When we were talking to stakeholders when we were developing the autism code, we listened when we were told that despite the progress made in autism services, many people with other neurodevelopmental conditions and their families and carers are still struggling to access the support they need, even though their needs were often similar or were co-occuring with autism, as has already been mentioned here this afternoon. And these messages were echoed in my conversations with parents of children with Tourette's syndrome. So, that's why we are widening our approach from an autism focus to seeking improvements across neurodevelopmental conditions, such as Tourette's syndrome and also ADHD. We have a dedicated policy team, working across health and social care, linking closely with departments across Welsh Government, such as education. Our national autism team is expanding its remit and its expertise to provide advice across neurodevelopmental conditions.

Members will be aware, and I know it's been mentioned several times this afternoon, that we commissioned a demand and capacity review of neurodevelopmental services last year to better understand the increased waiting times and the pressures on the neurodevelopmental service and to try to identify options for improvement. After receiving a presentation on its findings, I'm currently considering the final report from the review. The final report will be published shortly and my intention is to make an announcement about the immediate, medium and long-term actions we'll be taking to support improvement.
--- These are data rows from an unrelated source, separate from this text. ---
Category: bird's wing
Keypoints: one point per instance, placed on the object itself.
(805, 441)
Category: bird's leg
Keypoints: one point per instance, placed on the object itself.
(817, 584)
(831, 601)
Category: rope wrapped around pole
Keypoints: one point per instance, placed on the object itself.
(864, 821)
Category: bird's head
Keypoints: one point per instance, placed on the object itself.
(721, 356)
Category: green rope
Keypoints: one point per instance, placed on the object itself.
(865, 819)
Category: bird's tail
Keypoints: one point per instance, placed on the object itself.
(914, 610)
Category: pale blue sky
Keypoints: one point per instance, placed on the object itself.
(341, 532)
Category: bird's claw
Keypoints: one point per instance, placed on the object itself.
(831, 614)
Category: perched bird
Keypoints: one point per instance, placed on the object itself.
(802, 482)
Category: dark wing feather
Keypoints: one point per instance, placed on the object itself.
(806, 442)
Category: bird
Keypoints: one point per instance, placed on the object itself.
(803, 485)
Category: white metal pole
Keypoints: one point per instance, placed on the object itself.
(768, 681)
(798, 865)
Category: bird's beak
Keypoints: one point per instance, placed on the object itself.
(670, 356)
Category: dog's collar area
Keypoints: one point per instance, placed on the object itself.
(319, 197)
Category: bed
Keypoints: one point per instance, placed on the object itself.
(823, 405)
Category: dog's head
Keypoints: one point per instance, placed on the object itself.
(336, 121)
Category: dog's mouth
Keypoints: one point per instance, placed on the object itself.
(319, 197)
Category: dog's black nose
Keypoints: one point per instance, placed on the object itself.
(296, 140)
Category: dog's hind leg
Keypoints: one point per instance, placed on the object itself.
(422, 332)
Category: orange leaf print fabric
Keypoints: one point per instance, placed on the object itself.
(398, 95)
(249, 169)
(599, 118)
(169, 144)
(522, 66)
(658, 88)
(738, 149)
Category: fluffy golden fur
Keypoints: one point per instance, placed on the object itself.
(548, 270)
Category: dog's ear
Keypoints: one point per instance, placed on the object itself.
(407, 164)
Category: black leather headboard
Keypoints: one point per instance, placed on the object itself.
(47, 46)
This will include urgent action to reduce the pressures on assessment services and to put in place early help and support for families who need help now. I've been so struck in my discussions with the families about how desperately they need help and how difficult it has been for them to access that support when they realised that there were issues that had to be dealt with. The third sector will have a key role in providing support to families and we've started working very closely with organisations such as Tourettes Action UK on this. 

In conclusion, I can assure Members that we're committed to delivering a sustainable neurodevelopmental service for Wales that will essentially be co-designed with individuals and families with lived experience of these conditions, including Tourette's syndrome. I will be making an announcement about our proposals as soon as I'm able to do so.

I call on Jack Sargeant to reply to the debate.

Diolch yn fawr, Deputy Presiding Officer. If I can extend my thanks to all Members, both of the committee and Members of the Senedd, for their contributions, and of course to the Minister, not only for her response, but for her commitment to supporting those families and those who suffer with neurodevelopmental conditions.

We've heard, haven't we, from across the Chamber, the reason why we need to provide a clinical pathway—that medical care and those specialists for people with Tourette's syndrome—and why it's so essential to improve people's quality of life, whether it was from Helen Reeves-Graham, the petitioner and my constituent, or Jane Hutt's constituent, Ben. As Hefin David has rightly pointed out in his contributions, this is crucial for the lives of those people and their families. Hefin described the pinball effect and one of his constituents described that too.

So, I think we await, Minister, with interest your announcement, but we are grateful for your support in this. You have, as you said, improved autism services, but there is still a long way to go. And rightly so, we should be listening, not only to the 10,000 people who signed this petition or supported and shared this petition, but those who haven't who also suffer from neurodevelopmental conditions. So, can I offer my thanks again to all Members, to everyone who signed and supported this petition, but mostly to Helen Reeves-Graham—Paul Davies's constituent—and those who've supported her to bring this to the floor of their Parliament and to get the Minister's response? And of course, we do await with great interest the work that you are doing. Diolch.

The proposal is to note the petition. Does any Member object? I don't see an objection, and therefore the motion is agreed in accordance with Standing Order 12.36.

Motion agreed in accordance with Standing Order 12.36.